Television’s ‘Supernanny’ calls it “sitting on the naughty step.” Others prefer calling it “time-in.” Some have dubbed it a bad idea altogether. Most parents have heard of—and tried—the time-out technique for correcting children’s behavior. But is it a good technique to use?
It can be, says Linda Duerr. At Penn State’s Child Development Laboratory, children take a breather from tense situations by snuggling in the sofas or loveseats found in every room, and Laboratory Director Duerr prefers to say the child is “going to the soft place.” “When a child is out of control, it’s hard for him to sit in a hard chair in a corner. Maybe he needs to punch the pillow or put his head on the soft arm of a sofa,” she says.
This form of time-out can help children five and younger get calmed down so they can talk about their behavior. “When a child is not able to participate in activities and can’t negotiate some conflict and gets really upset, then I think it’s appropriate to say, let’s take some time,” Duerr says. Some people prefer to use the term “time with” rather than “time out” and Duerr thinks that’s a good way to think about it. Especially for children five and under, she says, caregivers should stay with the child, or at least nearby, to offer comfort or even a hug, and to talk about what the child did wrong. “Sometimes a child needs to be held. Even if they have hit someone, they still need love too,” Duerr says.
She warns that time-out shouldn’t be used as a source of ridicule. If a child has a reputation of always being in time-out, then it’s not working, Duerr says. “We’re not going for embarrassment here. We’re trying to help the child to be able to negotiate this problem, to regain some self-control. If time-out is used effectively, it shouldn’t have to be used for the same children over and over again.”
Also, make sure that a time-out doesn’t last too long, reminds Duerr. Some people use a timer; Jo Frost, aka Supernanny, suggests one minute of time-out for every year of the child’s age. Duerr doesn’t think the minute count matters much, as long as you give the child just long enough to calm down.

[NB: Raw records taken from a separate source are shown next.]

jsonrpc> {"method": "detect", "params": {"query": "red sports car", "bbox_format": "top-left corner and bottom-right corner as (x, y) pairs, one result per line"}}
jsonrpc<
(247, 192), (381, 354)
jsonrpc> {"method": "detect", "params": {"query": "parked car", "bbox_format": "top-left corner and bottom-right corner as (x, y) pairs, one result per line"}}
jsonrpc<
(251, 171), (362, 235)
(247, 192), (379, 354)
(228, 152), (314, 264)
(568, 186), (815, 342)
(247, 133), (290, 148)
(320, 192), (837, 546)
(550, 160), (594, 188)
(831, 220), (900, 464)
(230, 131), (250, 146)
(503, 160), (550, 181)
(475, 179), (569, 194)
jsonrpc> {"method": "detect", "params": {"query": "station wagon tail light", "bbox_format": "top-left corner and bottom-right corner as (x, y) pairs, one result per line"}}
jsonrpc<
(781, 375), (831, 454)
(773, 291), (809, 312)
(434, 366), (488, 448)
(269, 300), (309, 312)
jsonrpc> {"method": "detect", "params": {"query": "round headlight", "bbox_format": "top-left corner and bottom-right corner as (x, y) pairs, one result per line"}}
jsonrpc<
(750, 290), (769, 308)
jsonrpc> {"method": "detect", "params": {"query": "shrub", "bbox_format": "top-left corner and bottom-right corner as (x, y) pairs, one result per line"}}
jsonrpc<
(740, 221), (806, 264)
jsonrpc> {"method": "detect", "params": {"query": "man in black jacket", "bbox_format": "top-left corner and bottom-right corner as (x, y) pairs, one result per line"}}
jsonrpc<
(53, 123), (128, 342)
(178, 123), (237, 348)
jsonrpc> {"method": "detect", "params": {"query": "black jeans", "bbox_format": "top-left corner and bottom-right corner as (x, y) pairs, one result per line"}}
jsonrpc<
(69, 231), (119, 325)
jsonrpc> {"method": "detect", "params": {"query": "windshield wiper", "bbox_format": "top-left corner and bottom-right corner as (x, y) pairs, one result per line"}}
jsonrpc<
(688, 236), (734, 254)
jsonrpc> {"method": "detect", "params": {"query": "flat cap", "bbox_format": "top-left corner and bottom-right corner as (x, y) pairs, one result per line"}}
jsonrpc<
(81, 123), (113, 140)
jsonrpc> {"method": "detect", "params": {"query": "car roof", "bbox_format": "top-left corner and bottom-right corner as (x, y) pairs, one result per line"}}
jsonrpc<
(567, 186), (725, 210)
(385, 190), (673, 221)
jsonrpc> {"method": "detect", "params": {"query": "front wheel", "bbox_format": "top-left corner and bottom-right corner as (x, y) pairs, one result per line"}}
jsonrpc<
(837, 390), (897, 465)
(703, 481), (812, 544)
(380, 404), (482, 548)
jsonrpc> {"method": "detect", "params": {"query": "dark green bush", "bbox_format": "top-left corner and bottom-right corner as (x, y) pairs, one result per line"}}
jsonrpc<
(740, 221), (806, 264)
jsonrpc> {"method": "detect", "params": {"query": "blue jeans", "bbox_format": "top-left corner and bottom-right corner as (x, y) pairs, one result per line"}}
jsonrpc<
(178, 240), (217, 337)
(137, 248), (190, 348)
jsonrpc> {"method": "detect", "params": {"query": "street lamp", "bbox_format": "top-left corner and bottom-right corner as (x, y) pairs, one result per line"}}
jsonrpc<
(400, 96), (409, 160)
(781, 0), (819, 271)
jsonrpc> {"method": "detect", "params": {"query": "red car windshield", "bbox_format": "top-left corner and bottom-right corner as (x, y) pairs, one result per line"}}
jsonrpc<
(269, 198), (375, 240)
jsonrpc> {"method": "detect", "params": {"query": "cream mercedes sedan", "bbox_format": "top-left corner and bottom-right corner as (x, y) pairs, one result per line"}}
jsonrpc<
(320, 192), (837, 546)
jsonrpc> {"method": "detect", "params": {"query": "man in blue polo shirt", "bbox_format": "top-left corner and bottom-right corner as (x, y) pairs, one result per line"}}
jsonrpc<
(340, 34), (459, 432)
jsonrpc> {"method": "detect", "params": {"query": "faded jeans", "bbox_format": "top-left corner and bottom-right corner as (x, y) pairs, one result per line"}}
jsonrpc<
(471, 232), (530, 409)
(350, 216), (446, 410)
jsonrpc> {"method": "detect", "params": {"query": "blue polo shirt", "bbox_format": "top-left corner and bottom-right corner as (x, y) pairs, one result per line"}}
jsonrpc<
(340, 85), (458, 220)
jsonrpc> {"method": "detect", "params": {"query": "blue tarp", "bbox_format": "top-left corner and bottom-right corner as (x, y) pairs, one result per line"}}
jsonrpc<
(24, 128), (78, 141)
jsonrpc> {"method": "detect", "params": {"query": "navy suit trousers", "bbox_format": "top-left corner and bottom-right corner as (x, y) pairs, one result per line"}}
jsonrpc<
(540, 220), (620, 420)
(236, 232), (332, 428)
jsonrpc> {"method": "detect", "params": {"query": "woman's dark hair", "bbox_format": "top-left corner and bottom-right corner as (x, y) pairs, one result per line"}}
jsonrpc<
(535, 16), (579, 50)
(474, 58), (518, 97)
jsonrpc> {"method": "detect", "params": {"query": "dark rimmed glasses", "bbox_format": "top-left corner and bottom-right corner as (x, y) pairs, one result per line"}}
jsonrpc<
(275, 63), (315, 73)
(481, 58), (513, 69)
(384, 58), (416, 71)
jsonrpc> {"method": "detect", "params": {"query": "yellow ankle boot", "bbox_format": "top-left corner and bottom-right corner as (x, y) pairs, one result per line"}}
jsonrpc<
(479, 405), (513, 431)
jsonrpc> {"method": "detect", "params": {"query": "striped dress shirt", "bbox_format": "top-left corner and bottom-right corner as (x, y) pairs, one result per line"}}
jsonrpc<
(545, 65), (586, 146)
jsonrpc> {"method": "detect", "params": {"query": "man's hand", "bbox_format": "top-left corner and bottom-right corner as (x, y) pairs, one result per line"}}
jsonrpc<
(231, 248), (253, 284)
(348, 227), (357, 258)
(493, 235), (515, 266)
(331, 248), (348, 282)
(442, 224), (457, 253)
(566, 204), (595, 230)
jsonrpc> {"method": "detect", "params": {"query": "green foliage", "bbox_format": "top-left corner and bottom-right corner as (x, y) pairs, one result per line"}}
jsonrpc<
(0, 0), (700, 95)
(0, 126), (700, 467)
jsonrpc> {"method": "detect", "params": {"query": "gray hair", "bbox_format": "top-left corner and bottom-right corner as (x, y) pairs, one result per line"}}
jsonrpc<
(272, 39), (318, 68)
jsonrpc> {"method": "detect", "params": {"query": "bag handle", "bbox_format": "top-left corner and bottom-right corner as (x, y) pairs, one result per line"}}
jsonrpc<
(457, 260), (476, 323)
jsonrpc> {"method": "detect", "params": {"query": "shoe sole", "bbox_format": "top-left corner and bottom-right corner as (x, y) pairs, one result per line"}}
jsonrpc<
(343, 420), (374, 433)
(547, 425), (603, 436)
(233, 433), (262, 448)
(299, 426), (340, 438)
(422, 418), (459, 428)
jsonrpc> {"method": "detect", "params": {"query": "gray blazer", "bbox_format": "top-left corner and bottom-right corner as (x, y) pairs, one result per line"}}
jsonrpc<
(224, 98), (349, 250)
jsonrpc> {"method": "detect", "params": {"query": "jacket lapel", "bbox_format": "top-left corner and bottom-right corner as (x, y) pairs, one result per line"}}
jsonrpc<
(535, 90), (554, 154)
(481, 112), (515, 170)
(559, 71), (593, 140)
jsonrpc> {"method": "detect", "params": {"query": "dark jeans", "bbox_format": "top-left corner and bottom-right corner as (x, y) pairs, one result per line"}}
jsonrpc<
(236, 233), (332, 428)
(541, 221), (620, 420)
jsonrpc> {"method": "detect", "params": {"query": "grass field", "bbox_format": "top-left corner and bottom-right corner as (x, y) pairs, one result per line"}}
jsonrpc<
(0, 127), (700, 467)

Then it’s time for the most important part, Duerr says: a conversation about what happened, and what the child can do differently next time. “We had this happen just this morning. I had to move a child a bit away from the dramatic play area and say, ‘Come on, do you think if you had asked her nicely for the magic wand, maybe she would have given it to you? Did you listen? Did you hear that she was trying to tell you that when she was done, she would give it to you?’ Don’t just do a time-out, then say, ‘Alright, you’re done.’ If you do it that way, there’s no learning there.”